Hoover Daily Report

Europe's Bailout Fund Goes to Court

via Wall Street Journal Europe
Friday, July 6, 2012

A major roadblock may lie ahead for Europe's rescue plans, and this one isn't coming out of a country that anyone can ignore. Germany's Constitutional Court begins hearings next week on the European Stability Mechanism and the fiscal pact, which the German Parliament voted last month to approve. At the very least, the court sessions will delay establishment of the ESM, the euro zone's permanent bailout fund, which had been scheduled to go into effect on July 1. And if the German Court finds the bailout fund altogether unconstitutional, its blueprint might need to be revised or even scrapped entirely.

This political and legal crisis has been a long time coming. Throughout the process of European unification, the German Court has consistently ruled to protect Germany's sovereignty. Short of a profound reshaping of political institutions, the Court has signaled that democratic legitimacy rests with the elected governments of nation-states—not with the EU bureaucracy.

As recently as mid-June, the Court sharply reminded Chancellor Angela Merkel's administration that it is obligated to involve the Bundestag in substantial and timely ways in any plans that touch on Germany's status in Europe. The message was that legislative participation has to be more than just an afterthought for perfunctory acclamation of government decisions.

Yet the Bundestag's June 29 vote to adopt the ESM—which took place in the immediate aftermath of another Brussels summit—had all the hallmarks of just such a decision. In an extraordinary constitutional moment, German President Joachim Gauck has agreed to refrain from signing the legislation until the Court has ruled on it. Any next steps now depend on the outcome of constitutional deliberations.

The ESM's German opponents have diverse political goals. Conservatives, including members of Mrs. Merkel's own coalition, harbor euroskeptic hesitations, and the current crisis only reinforces their nostalgia for the deutsche mark. The left, meanwhile, fears an institutionalization of Continent-wide austerity policies and objects to using public funds to save private banks. Right and left overlap with objections that this new step in expanded European government threatens to undermine parliamentary rule altogether.

Herta Däubler-Gmelin, the former German justice minister, has co-signed a substantial appeal to the court that has gained wide public circulation. It argues that adoption of the ESM and the fiscal pact would unconstitutionally surrender Bundestag budgetary authority to an external body.

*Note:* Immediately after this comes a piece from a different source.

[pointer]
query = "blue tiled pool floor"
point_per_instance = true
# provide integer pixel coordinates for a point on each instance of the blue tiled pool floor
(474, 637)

Germany would thereby be subject to fiscal constraints and—more worrisomely—could be saddled with enormous financial obligations to make up for the inevitable future shortfalls of other euro-zone members.

Once signing on to the ESM and fiscal pact, Germany would not be allowed to refuse to make such payments, nor could it ever exit the treaty, except in the unlikely case of a unanimous vote of all members. Why would they let the cash cow leave? The treaty also stipulates that all deliberations of the ESM's Board of Governors enjoy secrecy, which would preclude any substantial oversight from the Bundestag or any other legislative body.

The German Court has a track record of deferring to the federal government's choices in Europe politics. In this case, however, the irrevocable nature of ESM membership and the scope of the potential financial obligation may elicit a bolder response. The court could well decide that an incursion on national sovereignty of this magnitude would require a plebiscite, as is in fact required by the German Basic Law. Even Finance Minister Wolfgang Schäuble, an advocate of "more Europe," has indicated that a popular vote is an increasingly probable outcome.

The result could be a dramatic moment for Europe. The German voter is unlikely to opt to give up sovereignty to the ESM or to believe that destroying northern European prosperity is the right way to solve Southern Europe's debt problems.

Mr. Berman is a senior fellow at the Hoover Institution and a professor of German Studies at Stanford University.